[ale] When I was young
Scott Castaline
skotchman at gmail.com
Wed Aug 18 17:12:55 EDT 2010
On 08/18/2010 04:04 PM, Greg Freemyer wrote:
> All those computers came with an enclosure! How can you call yourself
> an early adopter?
>
> I got my first computer by getting the plans to a radioshack color
> computer and then buying parts from Delta Electronics on Buford
> Highway. (There also used to be an electronic store across the street
> from Delta where I bought parts, but I don't recall the name.)
>
> I bread boarded the whole thing the winter/spring of '80, but I never
> got it to run. :( But it was just a fun project to try and build it
> anyway.
This reminds me of my experiment in the early 60's, it wasn't a computer
obviously, but my father had bought a new HiFi Stereo Amp by Bose. It
was when schematics were included and it got my curiosity going. There
was a TV/Electronics shop down the street from my father's office, so
one day he took me there and the owner spent some time explaining the
meaning of the symbols in the schematics as well as interpreting values
and how changing values impacted in sound/performance of the amp. He had
all of the tubes as wells a slew of resistors, capacitors and inductors
that I needed to build my own. He had also had a metal chassis for tubes
that I was able to utilize. It took a while I don't remember how long
but finally got it built. Forgot to mention that he also had the pots
that I need for bal. bass, treble, mid-range and vol. He had also
allowed me to build it at his shop, (he was a friend or patient of my
father) so when done I bought it home, my mother took one look and
thought it was something from some bad SciFi Horror movie. I hooked up
my father's turntable and speakers to it and it played well for about 30
min. The sound was comparable to the Bose, my father thought the bass
was better. After 30 min. we started to smell something burning and
found that some of the wiring under the tubes were actually smoldering.

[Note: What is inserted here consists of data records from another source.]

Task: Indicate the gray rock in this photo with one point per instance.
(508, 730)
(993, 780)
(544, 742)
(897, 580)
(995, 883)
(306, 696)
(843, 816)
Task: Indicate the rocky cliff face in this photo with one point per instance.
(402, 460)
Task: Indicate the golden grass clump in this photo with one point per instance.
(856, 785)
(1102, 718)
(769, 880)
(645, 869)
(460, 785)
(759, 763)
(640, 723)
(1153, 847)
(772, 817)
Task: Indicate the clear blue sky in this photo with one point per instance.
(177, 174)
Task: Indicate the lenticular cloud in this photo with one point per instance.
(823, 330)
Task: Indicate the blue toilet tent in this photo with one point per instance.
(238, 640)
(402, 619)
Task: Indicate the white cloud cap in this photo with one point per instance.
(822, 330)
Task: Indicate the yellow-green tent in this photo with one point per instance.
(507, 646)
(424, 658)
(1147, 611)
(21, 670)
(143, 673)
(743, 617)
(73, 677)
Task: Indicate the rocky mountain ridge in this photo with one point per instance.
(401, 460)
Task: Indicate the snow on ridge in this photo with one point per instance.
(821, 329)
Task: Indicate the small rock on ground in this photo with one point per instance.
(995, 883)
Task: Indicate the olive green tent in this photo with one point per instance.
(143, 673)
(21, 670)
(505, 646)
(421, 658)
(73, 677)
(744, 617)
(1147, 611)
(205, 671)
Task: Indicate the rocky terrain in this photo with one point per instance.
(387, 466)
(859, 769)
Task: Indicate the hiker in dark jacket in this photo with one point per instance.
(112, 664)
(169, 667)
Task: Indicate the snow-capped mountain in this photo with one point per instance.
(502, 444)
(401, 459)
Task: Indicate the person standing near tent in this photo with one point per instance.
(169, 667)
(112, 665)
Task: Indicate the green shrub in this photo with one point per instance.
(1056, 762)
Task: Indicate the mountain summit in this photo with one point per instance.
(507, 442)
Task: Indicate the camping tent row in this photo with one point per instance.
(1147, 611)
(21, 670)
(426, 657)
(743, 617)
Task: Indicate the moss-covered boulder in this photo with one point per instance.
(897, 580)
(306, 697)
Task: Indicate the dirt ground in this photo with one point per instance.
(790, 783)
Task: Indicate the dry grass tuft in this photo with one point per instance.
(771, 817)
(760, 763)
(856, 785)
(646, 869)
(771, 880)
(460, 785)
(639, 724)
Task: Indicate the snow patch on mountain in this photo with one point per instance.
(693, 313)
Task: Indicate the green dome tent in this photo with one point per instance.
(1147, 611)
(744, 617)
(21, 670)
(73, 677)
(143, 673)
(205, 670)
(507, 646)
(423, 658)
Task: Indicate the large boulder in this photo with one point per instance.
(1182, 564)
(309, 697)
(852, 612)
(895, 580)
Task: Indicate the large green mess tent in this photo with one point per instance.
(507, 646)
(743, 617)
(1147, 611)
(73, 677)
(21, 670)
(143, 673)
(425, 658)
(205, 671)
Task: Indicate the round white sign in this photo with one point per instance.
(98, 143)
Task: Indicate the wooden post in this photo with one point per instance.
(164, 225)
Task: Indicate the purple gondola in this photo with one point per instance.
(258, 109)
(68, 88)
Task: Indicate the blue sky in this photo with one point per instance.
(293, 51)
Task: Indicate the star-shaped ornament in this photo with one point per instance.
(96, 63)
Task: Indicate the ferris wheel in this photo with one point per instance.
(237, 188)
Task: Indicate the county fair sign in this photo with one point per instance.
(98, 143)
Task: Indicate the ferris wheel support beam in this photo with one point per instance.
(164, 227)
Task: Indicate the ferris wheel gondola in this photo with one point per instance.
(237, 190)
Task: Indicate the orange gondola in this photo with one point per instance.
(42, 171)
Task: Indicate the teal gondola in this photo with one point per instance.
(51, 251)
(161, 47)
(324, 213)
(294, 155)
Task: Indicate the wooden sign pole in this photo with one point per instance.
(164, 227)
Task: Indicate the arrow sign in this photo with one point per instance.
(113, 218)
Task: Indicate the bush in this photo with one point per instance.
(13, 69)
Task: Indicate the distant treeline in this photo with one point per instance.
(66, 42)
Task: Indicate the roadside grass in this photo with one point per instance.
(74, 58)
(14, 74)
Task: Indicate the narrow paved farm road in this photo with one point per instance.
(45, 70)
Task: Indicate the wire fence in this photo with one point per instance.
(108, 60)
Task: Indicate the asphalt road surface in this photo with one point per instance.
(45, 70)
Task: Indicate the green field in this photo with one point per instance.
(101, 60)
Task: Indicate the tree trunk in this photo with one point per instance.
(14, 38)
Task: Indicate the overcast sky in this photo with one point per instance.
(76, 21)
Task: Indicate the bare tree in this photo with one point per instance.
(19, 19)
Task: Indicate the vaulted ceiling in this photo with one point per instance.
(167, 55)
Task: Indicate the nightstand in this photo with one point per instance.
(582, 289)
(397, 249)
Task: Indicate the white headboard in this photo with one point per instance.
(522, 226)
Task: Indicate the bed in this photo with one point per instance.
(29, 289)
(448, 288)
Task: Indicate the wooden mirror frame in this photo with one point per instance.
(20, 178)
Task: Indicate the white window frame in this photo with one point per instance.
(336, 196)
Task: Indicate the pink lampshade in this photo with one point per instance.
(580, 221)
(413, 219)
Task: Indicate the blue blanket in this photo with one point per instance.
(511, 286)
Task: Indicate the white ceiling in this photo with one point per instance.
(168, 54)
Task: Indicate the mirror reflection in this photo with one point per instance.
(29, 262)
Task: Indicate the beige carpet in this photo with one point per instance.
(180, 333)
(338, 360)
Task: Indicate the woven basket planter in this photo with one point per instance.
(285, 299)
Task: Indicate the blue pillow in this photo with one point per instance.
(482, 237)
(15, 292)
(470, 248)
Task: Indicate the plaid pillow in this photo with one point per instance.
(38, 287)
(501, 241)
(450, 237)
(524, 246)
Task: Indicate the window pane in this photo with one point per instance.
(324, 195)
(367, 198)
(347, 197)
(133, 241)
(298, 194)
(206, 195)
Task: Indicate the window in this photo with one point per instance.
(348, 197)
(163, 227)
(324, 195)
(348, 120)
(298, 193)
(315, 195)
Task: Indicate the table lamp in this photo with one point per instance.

That was the end of my experimentation for a while.
> fyi: By '84 or '85 I had designed a intelligent 8-port uart card for
> the S-100 bus. It was Motorola 68010 based. I got that working, but
> by then I was charging for my time not just having fun. I think I
> built about 30 of those 8-port cards and sold them to Delta to link
> there reservation centers together. I had to write a SLIP like
> protocol to get the networking to work. (I don't think the SLIP
> protocol existed yet, or if it did I didn't know about it.)
>
> The main computer OS was UNIX of some flavor so half the SLIP logic
> was in kernel and half was off-loaded to the intelligent uart card.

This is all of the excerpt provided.